Les associations ont développé une longue énumération des causes qui ont mené à la  situation actuelle. Pour accélérer la cadence gouvernementale, il faudra, disent-ils, remédier aux lenteurs administratives en accélérant les procédures d'autorisation pour l'amélioration des stations d'épuration, mais aussi introduire une procédure simplifiée pour le subventionnement par les fonds sur l'eau. Les associations déplorent également qu'il n'existe toujours pas de registre des zones nécessitant une protection spéciale, comme la directive-cadre le prévoit. 

© natur&ëmweltElles mettent ensuite en avant la nécessité de maintenir, sinon restituer, les structures aquatiques, indispensables pour pouvoir profiter des capacités auto-régénérantes des eaux courantes. "A travers la concurrence des espaces, les eaux sont repoussées dans un corset étroit, il y a trop peu d'espaces pour le processus naturel hydromorphologique", disaient-elles. Ainsi, il faudrait multiplier les projets de renaturation des cours d'eau, dont le nombre actuel est jugé insuffisant, il faudrait racheter des terrains pour favoriser notamment le développement de méandres, de rétentions naturelles et parer à le menace que le béton fait porter sur l'eau. L'existence de rives naturelles le long des cours d'eau devrait être obligatoire. Pour cette vaste entreprise de restitution des bassins aquatiques, les écologistes considèrent que l'Etat devra davantage coopérer avec les syndicats communaux pour réaliser cette tâche.

En termes de qualité de l'eau, il y a un "besoin de remise à niveau" dans le processus de purification des eaux résiduaires. Ceci implique l'agrandissement rapide des stations d'épurations qui ne sont "pas adaptées au développement de la population", la modernisation des stations vétustes et la création, sans hésiter à recourir à de petites unités si besoin, de nouvelles installations décentralisées. Les eaux de pluie seraient par ailleurs insuffisamment traitées.
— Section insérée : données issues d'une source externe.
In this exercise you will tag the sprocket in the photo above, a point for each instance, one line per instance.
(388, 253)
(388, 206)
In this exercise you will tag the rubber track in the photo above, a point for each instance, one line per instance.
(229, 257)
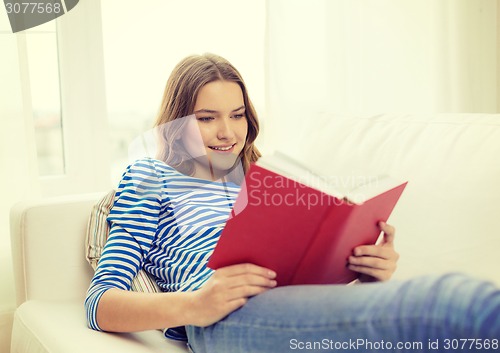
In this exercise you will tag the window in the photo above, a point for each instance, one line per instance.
(142, 47)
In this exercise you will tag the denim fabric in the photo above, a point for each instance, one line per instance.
(451, 313)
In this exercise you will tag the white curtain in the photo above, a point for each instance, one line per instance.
(381, 56)
(19, 176)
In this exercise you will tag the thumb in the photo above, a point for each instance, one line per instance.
(389, 233)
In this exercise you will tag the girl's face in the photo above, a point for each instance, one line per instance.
(217, 134)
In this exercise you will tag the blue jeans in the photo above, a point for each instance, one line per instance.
(451, 313)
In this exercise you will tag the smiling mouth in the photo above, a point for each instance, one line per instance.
(222, 148)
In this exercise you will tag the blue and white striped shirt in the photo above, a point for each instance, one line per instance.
(164, 222)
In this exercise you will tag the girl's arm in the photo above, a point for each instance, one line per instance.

Ensuite, les associations n'oublient pas de rappeler qu'il faut agir à tous les niveaux de la société, pour ce qui y est par exemple de l'usage des pesticides. Communes, Etat, CFL et  privés sont cités comme entités devant être conduites à y renoncer. Il conviendrait également de revoir les méthodes agricoles. Le problème réside dans le fait que l'agriculture est intensive, incluant l'ajout de nombreux nutriments et l'emploi de pesticides. Le remède passerait par l'observation du "programme de développement rural", favorable à la promotion d'une exploitation extensive des terres et de l'agriculture biologique.

Enfin, les associations écologiques déplorent le manque de conscience de l'importance de la protection de l'eau dans la population. Elles notent à ce sujet que la discussion publique se concentre uniquement sur le prix de l'eau et estiment que la sensibilisation de la population sur la valeur de l'eau, par l'entremise, par exemple, du soutien des partenariats fluviaux, pourrait permettre de redonner de la profondeur au débat.